Summing over all non-valley cells gives

$$\sum_{\text{non-valley }v} B(v) = \sum_{\text{non-valley }v} d(v) = 2n(n-1).$$

The unique valley contributes $1$.

Thus

$$S=2n(n-1)+1.$$

This identifies exactly when the lower bound is attained; merely knowing that the recurrence holds does not guarantee equality.

Lemma 4

For every $n$, the $n\times n$ grid contains a spanning tree $T$ whose complement is an independent set.

Proof

Such a tree is constructed explicitly in the official solution of the shortlist version of the problem. The construction produces a connected spanning tree and leaves a set of unmarked cells no two of which are adjacent.
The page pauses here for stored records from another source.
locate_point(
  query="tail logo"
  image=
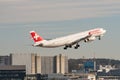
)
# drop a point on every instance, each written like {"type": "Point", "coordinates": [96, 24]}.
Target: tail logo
{"type": "Point", "coordinates": [36, 37]}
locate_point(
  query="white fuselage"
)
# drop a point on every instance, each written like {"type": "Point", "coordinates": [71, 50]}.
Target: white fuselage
{"type": "Point", "coordinates": [72, 39]}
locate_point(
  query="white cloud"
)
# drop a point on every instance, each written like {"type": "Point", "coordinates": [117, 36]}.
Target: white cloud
{"type": "Point", "coordinates": [17, 11]}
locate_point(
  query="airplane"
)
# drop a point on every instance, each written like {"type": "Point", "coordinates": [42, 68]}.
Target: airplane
{"type": "Point", "coordinates": [68, 41]}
Hence a spanning tree $T$ with independent complement exists for every $n$. ∎

This provides the combinatorial structure needed for the extremal construction.

Construction attaining the bound

Choose a spanning tree $T$ as in Lemma 4 and choose a root $r$ of $T$.

Assign the numbers

$$1,2,\dots,|T|$$

to the vertices of $T$ so that numbers strictly increase along every edge away from the root.
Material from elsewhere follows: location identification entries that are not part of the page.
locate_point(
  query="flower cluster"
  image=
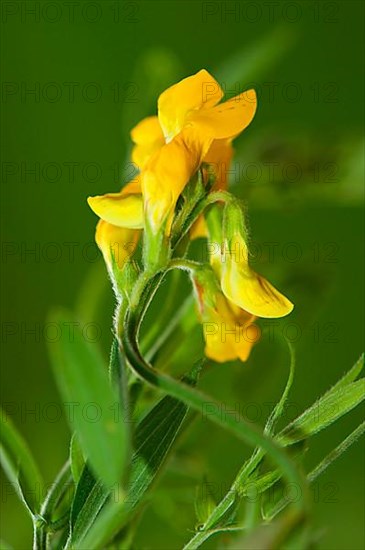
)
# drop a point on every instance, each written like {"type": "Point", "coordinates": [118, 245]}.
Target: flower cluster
{"type": "Point", "coordinates": [183, 155]}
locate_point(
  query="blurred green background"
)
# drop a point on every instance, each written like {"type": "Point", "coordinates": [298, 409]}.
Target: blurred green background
{"type": "Point", "coordinates": [95, 70]}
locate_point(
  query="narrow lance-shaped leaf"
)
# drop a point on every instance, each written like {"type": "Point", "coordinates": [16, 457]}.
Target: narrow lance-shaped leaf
{"type": "Point", "coordinates": [324, 412]}
{"type": "Point", "coordinates": [154, 437]}
{"type": "Point", "coordinates": [20, 466]}
{"type": "Point", "coordinates": [92, 402]}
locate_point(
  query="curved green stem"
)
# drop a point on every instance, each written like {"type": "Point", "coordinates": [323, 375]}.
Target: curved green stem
{"type": "Point", "coordinates": [204, 403]}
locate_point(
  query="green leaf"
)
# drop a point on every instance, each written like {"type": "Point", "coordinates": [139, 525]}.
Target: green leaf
{"type": "Point", "coordinates": [76, 458]}
{"type": "Point", "coordinates": [204, 502]}
{"type": "Point", "coordinates": [350, 376]}
{"type": "Point", "coordinates": [154, 437]}
{"type": "Point", "coordinates": [274, 535]}
{"type": "Point", "coordinates": [279, 407]}
{"type": "Point", "coordinates": [337, 452]}
{"type": "Point", "coordinates": [20, 466]}
{"type": "Point", "coordinates": [84, 385]}
{"type": "Point", "coordinates": [324, 412]}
Assign the remaining largest numbers

$$|T|+1,\dots,n^2$$

to the vertices outside $T$.

The root $r$ is the unique valley.

Every vertex of $T$ different from $r$ has exactly one smaller neighbor in $T$, namely its parent. Consequently its $B$-value equals $1$.

Every vertex outside $T$ is adjacent only to vertices of $T$, because the complement of $T$ is independent. Hence all its smaller neighbors have $B$-value $1$.
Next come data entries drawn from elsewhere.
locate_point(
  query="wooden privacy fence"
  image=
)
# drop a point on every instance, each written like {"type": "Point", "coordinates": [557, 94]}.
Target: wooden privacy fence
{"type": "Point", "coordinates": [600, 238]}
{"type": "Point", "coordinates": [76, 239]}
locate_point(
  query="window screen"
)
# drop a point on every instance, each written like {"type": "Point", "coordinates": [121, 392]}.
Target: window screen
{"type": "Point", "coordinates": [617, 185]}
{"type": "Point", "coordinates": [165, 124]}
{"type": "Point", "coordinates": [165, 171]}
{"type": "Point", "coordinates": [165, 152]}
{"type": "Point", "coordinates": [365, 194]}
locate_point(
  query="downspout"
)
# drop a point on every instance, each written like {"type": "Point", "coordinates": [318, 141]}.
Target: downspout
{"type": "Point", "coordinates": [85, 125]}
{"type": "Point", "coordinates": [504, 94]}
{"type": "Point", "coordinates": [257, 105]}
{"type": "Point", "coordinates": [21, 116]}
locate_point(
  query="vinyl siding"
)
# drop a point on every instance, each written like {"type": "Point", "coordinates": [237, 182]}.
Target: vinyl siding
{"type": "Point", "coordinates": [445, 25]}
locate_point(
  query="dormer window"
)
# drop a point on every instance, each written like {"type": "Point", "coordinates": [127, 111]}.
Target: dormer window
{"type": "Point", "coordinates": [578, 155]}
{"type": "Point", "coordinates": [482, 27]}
Therefore the hypotheses of Lemma 3 are satisfied.

By Lemma 3, the total number of uphill paths equals

$$2n(n-1)+1.$$

Combining this with Lemma 2 yields

$$\min S = 2n(n-1)+1 = 2n^2-2n+1.$$

Thus the smallest possible total number of uphill paths is

$$\boxed{2n^2-2n+1}.$$

Equality holds for the construction described above.

Verification of Key Steps

The first delicate step is the recurrence

$$B(v)=\sum B(u).$$

A careless argument might count only the existence of smaller neighbors. The exact equality requires proving that every uphill path ending at $v$ has a unique penultimate cell and that extending paths from different penultimate cells cannot produce the same path.

The second delicate step is the counting of adjacent pairs. For every adjacent pair, exactly one endpoint contains the larger number. The pair contributes exactly once to

$$\sum d(v).$$

If one counts both endpoints, the total becomes twice as large and the lower bound is incorrect.

The third delicate step is the extremal construction. The crucial property is not merely that the complement of the tree is sparse. It must be an independent set. Otherwise two cells with $B>1$ could become adjacent, creating extra contributions in the recurrence and preventing equality.

Alternative Approaches

A different route begins directly with downhill paths. For every adjacent pair of cells, start at the larger one and repeatedly move to a smaller adjacent cell until reaching a valley. Reversing the resulting downhill path produces an uphill path. This immediately gives the lower bound

$$2n(n-1)+1.$$

The remaining task is to construct a board for which every uphill path of length at least $2$ arises in exactly one such way.

Another approach is the shortlist formulation using the board $B$ of path counts. One proves that the sum of all entries of $B$ is the number of uphill paths and then minimizes this sum under the recurrence from Lemma 1. The extremal configuration corresponds to making all nontrivial entries of $B$ isolated from one another. This viewpoint leads naturally to the spanning-tree construction and is the approach used in the official solution.